Wir brauchen außerdem eine gerechte Besteuerung von Einkommen und Vermögen. Nur wenn ein Land wie Berlin seine Einnahmeseite verbessern kann, gelingt es, den öffentlichen Haushalt zu sanieren. Und dann brauchen wir eine rechtliche Neuordnung des Bankenwesens. Das heißt: Die großen privaten Banken müssen unter gesellschaftliche Kontrolle.
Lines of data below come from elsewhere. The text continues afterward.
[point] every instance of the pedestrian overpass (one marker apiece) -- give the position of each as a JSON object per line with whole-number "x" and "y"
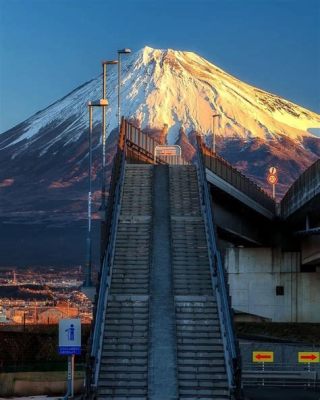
{"x": 163, "y": 326}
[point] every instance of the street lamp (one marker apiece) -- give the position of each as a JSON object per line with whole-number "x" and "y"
{"x": 88, "y": 273}
{"x": 213, "y": 133}
{"x": 122, "y": 51}
{"x": 104, "y": 106}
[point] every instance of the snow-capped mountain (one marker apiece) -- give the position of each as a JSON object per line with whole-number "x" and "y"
{"x": 43, "y": 160}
Lars Sobiraj: Dann schauen wir mal, wie das in den dortigen Chefetagen ankommen würde. In der Zwischenzeit erstmal vielen Dank für die Antworten und viel Erfolg für den nächsten Sonntag!

 

Anmerkung:

Rein rechnerisch dürfte es laut den letzten Umfragen sehr knapp bis unmöglich für eine Fortsetzung von Rot-Rot werden. Langeweile kommt sowieso keine auf. Berlins Wirtschaftssenator Wolf hat auch so gut zu tun. Neben seinem Endspurt zur Wahl wären da noch die gestern frisch aufgewärmten Korruptsvorwürfe, die zeitlich passend wenige Tage vor dem Wahlsonntag erneut in die Öffentlichkeit getragen wurden. Ob eine Vorverurteilung des betroffenen Managers, ein PR-Feldzug gegen die Linken oder doch Korruption vorliegt, müssen die Richter demnächst entscheiden. Bis dahin werden die Bürgerinnen und Bürger aber schon zu ihrem "Urteil" gekommen sein.